The main argument for the D&O policy is that even with state and federal volunteer protection laws, board members may be targeted in lawsuits alleging wrongful management decisions and required to defend themselves. The nonprofit’s promise to indemnify its board members (found in the vast majority of nonprofit Bylaws) is often a hollow promise in the absence of a large litigation defense fund or an appropriate D&O policy. As for limits, the base limit should be $1 Million per claim/$1 Million in the aggregate unless the organization is very small. Higher limits are appropriate when a nonprofit’s leaders believe its exposure is greater than average, or when generous board members are uncomfortable serving as leaders in the absence of a policy with higher limits.
If you have any full-time or part-time employees, your state law likely requires that your nonprofit will need a workers’ compensation policy. If you have employees, you’ll also want to make certain that your D&O policy includes employment practices liability (EPLI) coverage. Most nonprofit D&O policies include EPLI coverage. Employment-related claims are the most common type of D&O claims filed against nonprofits.
Umbrella or Excess Liability Policy
Another liability policy to consider is an umbrella or excess liability policy. This policy provides the organization with additional policy limits for a catastrophic liability loss. The umbrella policy provides additional limits over the general liability, business auto liability, and employers liability policies. An umbrella policy isn’t mandatory but something to consider depending upon the type of activities your nonprofit offers. The umbrella policy doesn’t provide excess limits for the D&O policy.
A commercial property policy covers the property (furniture, fixtures, office equipment, stock, etc.) that the nonprofit owns. If your nonprofit owns any computers or electronic equipment, you should consider a computer or electronic data processing policy. A computer policy offers broader coverage for computer equipment such as loss due to power surges, head drive crashes, and possibly viruses.
Crime or Employee Dishonesty
Another coverage to consider is crime. You can purchase a crime policy (also called employee dishonesty) to cover theft by employees. You may be able to extend that coverage to also cover volunteers.
Business Owners Package Policy
Your organization may be able to purchase a business owners policy (BOP) or commercial package policy that combines the general liability, property and crime coverages into one policy. These package policies are usually more economical than purchasing separate policies. Your insurance advisor (agent or broker) can help you with this.

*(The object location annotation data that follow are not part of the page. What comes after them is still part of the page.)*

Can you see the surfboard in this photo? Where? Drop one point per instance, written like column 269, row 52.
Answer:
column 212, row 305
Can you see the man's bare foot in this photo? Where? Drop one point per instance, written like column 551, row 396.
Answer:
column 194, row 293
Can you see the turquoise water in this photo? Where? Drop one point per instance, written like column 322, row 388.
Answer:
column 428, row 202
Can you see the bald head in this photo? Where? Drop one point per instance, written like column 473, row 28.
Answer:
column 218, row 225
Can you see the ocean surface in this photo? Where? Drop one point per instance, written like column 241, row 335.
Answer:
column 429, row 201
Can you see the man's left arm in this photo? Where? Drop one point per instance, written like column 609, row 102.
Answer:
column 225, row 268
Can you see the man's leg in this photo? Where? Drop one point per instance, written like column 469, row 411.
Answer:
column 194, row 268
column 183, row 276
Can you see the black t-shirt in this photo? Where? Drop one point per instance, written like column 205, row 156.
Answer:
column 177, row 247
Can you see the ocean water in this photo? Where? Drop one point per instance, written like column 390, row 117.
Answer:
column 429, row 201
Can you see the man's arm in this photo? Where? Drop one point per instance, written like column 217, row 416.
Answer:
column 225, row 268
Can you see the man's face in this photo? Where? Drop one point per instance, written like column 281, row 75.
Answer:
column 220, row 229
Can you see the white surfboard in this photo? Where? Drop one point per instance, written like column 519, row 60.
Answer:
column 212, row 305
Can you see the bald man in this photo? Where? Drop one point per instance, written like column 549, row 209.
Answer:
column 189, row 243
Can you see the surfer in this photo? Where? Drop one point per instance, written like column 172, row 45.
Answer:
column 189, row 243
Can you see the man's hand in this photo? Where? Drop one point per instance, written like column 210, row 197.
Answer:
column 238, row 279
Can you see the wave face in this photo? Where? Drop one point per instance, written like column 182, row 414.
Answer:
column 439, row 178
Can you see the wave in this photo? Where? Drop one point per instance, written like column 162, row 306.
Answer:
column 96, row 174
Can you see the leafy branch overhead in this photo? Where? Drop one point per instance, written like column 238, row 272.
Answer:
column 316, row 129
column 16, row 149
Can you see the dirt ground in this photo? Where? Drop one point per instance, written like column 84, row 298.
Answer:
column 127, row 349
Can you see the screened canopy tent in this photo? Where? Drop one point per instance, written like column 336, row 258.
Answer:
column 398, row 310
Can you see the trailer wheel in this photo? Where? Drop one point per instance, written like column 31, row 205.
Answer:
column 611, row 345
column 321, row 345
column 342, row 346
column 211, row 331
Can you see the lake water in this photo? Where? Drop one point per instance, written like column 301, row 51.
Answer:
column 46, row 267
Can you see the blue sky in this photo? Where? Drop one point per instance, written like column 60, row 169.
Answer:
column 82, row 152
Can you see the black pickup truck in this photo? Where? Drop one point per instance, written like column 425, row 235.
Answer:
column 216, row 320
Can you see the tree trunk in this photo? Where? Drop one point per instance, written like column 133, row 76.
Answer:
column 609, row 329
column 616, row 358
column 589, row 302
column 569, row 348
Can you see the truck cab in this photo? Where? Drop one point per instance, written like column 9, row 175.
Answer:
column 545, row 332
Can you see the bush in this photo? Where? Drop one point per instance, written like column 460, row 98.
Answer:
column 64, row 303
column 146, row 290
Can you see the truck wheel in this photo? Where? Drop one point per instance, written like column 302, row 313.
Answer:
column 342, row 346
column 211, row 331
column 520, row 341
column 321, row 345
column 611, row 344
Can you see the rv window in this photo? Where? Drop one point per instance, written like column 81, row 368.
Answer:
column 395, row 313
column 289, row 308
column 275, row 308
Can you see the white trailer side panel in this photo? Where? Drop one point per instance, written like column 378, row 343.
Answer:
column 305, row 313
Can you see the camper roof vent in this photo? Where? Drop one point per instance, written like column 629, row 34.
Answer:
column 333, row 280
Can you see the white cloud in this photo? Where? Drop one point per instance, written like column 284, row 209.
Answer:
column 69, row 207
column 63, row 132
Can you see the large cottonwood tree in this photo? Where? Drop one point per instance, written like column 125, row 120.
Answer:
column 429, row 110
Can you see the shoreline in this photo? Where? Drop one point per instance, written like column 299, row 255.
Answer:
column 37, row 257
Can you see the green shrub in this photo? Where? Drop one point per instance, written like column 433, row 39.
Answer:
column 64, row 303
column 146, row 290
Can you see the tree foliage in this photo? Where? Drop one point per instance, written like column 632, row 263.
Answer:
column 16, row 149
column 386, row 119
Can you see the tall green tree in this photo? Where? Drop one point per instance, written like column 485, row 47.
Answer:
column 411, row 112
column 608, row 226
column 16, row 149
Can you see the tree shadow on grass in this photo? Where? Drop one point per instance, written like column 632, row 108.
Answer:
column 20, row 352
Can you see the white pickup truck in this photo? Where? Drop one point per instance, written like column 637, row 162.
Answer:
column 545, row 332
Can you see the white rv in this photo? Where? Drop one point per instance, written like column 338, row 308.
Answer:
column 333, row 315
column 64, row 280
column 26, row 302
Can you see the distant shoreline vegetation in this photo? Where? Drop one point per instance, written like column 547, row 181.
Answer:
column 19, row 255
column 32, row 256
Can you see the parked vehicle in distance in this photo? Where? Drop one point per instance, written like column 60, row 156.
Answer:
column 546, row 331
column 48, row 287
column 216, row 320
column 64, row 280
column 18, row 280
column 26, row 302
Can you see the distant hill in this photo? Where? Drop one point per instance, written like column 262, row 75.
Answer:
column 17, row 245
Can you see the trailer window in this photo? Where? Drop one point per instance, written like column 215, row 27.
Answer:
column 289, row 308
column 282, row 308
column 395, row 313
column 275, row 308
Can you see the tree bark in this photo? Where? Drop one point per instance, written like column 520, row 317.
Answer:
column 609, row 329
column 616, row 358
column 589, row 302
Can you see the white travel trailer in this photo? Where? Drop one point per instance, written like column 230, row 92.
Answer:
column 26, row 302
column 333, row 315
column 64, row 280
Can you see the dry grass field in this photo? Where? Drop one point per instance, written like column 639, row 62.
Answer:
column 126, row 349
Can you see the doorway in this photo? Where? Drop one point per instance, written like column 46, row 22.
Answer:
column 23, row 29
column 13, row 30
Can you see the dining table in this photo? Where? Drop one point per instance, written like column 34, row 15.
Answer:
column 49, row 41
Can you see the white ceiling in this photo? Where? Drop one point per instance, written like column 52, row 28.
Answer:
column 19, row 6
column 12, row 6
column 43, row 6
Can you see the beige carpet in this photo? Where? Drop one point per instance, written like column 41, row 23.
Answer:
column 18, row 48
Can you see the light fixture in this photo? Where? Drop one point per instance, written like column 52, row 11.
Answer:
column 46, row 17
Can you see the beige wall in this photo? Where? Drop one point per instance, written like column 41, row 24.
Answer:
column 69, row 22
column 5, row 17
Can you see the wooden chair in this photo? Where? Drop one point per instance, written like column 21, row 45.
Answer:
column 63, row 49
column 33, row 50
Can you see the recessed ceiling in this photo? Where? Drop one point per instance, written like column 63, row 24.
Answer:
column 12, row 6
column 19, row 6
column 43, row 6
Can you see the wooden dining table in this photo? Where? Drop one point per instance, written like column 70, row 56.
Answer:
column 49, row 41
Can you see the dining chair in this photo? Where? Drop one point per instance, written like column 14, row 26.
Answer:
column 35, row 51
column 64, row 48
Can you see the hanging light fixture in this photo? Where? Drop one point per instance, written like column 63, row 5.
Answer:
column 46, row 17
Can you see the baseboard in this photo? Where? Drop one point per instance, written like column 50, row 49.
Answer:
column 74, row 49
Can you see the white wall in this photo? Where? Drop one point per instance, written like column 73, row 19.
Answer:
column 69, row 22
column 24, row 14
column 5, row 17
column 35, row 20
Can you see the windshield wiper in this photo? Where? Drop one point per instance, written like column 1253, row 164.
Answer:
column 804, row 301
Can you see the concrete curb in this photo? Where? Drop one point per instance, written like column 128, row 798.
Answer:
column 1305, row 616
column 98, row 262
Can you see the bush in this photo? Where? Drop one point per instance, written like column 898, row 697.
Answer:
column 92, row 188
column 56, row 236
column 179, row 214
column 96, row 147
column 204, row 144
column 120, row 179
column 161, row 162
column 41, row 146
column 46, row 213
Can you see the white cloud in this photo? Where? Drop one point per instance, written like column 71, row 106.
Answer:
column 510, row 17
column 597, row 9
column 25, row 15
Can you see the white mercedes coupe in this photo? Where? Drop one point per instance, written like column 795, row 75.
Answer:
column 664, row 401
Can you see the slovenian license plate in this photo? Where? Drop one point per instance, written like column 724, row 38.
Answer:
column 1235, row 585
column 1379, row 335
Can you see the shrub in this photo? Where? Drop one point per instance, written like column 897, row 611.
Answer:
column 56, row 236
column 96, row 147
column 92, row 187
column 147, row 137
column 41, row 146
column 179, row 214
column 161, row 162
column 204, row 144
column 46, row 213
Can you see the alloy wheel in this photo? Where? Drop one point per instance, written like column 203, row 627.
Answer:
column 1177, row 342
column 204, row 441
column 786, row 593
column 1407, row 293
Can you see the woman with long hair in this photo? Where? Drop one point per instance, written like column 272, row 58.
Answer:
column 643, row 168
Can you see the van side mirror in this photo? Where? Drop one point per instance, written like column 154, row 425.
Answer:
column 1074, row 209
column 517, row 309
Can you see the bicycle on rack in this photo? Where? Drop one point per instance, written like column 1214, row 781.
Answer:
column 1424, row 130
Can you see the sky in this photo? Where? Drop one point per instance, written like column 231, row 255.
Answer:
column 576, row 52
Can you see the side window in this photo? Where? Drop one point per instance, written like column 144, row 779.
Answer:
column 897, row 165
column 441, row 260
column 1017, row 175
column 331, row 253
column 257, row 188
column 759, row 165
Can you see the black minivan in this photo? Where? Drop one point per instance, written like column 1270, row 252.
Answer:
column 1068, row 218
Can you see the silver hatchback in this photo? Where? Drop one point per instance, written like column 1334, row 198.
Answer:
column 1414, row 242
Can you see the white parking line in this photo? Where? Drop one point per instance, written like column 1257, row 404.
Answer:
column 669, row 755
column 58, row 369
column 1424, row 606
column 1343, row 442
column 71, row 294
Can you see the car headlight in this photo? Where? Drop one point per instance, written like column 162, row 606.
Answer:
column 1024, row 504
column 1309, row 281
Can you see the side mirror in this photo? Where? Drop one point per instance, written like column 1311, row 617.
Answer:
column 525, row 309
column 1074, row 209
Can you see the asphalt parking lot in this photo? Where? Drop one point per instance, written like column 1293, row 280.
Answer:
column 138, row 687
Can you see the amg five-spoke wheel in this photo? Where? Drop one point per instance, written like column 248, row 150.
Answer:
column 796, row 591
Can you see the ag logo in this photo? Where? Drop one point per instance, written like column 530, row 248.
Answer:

This is just a very quick overview of some of the insurance coverage you should consider. As a reminder, your first step should be to find an insurance agent that has experience working with nonprofits. For more information on the process of purchasing insurance for your nonprofit, details on the types of coverage many nonprofits buy, and how to select an agent or broker, consult the Center’s publication: Covered: An Insurance Handbook for Nonprofits.